The end of the year is a great time to begin thinking about how to preserve cash flow during the slow season, and how to reduce the pressure of next spring’s peak. It doesn’t make sense to work hard all year long only to lose all of your profits during the next few months.
As important as cash flow is, so is getting done in January and February the work that would likely come to you in March, April and May. By having as much work as possible done in advance, you flatten the peak of your service season and free up more time to better serve potential new service customers. It also eliminates the need for that extra technician you might pick up during the busiest part of your year.
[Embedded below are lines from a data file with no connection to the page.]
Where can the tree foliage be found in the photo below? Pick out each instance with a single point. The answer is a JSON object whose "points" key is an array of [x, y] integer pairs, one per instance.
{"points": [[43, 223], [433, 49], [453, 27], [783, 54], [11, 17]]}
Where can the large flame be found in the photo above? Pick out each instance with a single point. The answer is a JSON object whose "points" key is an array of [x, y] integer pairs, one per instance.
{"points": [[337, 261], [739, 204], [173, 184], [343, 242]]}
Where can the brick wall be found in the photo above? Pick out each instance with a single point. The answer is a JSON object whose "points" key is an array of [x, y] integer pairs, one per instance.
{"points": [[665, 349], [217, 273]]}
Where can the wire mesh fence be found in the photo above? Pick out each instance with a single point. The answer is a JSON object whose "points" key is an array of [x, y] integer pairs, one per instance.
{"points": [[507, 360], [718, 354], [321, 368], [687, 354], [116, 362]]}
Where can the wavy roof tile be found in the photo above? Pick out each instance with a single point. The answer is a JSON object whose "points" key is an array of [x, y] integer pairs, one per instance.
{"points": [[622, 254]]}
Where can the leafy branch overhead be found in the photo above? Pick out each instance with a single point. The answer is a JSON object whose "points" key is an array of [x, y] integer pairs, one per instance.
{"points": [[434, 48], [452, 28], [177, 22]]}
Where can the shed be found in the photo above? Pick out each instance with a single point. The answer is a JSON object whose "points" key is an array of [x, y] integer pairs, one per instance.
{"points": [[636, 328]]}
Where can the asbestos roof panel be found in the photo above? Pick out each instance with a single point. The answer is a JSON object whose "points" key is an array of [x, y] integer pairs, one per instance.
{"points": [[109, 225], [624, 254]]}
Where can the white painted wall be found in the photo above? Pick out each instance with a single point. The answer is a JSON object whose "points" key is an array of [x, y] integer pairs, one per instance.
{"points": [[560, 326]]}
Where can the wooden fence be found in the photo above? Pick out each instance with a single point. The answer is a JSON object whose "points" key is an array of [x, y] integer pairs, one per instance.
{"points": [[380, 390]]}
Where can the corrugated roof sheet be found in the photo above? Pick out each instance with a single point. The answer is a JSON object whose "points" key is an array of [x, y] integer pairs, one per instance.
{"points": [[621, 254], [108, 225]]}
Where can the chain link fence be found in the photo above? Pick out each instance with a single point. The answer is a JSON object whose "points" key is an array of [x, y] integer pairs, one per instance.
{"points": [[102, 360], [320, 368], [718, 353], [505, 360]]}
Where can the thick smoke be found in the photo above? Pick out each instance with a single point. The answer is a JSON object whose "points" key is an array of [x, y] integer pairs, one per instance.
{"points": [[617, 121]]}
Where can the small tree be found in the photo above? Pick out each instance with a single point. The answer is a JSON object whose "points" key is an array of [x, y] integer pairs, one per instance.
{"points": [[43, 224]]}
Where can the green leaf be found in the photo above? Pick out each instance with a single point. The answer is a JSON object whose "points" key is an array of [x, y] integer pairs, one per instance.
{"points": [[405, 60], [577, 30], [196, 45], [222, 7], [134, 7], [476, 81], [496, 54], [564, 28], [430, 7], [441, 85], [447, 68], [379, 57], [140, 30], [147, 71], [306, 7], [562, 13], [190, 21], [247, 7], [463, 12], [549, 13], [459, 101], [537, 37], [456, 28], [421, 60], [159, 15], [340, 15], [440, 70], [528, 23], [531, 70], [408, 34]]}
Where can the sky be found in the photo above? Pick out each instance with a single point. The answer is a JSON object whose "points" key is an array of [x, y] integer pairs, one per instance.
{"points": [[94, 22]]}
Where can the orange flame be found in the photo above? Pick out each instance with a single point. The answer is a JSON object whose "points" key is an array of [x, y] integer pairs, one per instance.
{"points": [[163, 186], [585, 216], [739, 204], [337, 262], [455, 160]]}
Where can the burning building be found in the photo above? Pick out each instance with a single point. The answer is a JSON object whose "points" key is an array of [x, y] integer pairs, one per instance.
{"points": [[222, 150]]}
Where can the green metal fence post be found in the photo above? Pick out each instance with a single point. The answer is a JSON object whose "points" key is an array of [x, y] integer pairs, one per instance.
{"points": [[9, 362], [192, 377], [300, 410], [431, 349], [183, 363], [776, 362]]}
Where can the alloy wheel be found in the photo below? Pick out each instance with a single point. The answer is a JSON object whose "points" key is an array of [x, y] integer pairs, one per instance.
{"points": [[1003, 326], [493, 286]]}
Special service offers and incentives
The most effective way to generate preseason work is to make contact with your existing customers through direct mail, phone, or a combination of both, with an offer to service their equipment before the spring season starts. You will want your offer to end about 30 days prior to when your normal spring season begins in order to give you a chance to finish the work and prepare for your normal busy season.
Your offer should be simple for the customer to understand and attractive enough to get them to take action on. You may offer 5% off of the parts, service, pickup and delivery, or simply free pickup and delivery with the normal rate for service.
Once you have decided what you are going to offer and for how long you, make the offer. Compile a list of all your customers and sort them by consumer, commercial and municipal. For the most part, you want to target your consumer customer base. There is an opportunity to do preseason service with your commercial and municipal customers, but you may want to make them a different offer which includes special pricing on blades, belts and filters for use over the course of the coming season.
As you think about and prepare your postcard/mailer, remember the following five tips:
1. Keep it friendly. When your postcard arrives in the mail, you don’t want your customers to think of it as another piece of junk mail but rather as a message from a friend.
2. Drop the sales pitch. These are your customers, who have done business with you and know you. If this is the first time you have done a mailing, you want to generate enough interest from your customers so that they will either call you. If you call them, they shouldn’t feel like you are hammering them for their service business.
Briefly state the benefits of getting the equipment serviced prior to the beginning of the season. Then, use the remainder of your postcard to motivate them to get more information by calling you or going to your website.
3. Timing is everything when it comes to direct mail. Send your postcards so that they arrive on either a Tuesday or Wednesday. The amount of mail delivered on those days in both the United States and Canada is usually light, giving your mailing less competition.
4. Follow up with a phone call. This is one of the most important elements to your preseason service campaign. Following up can easily double the amount of preseason work your shop sees.
5. Be consistent and persistent. Don’t just mail once in November, cross your fingers, and hope for the best. Do it again in December and a third time in January. According to direct-mail marketing studies, your persistence will ultimately pay off.
Give your slow season a boost that will improve your cash flow and take the peak out of the 2013 season.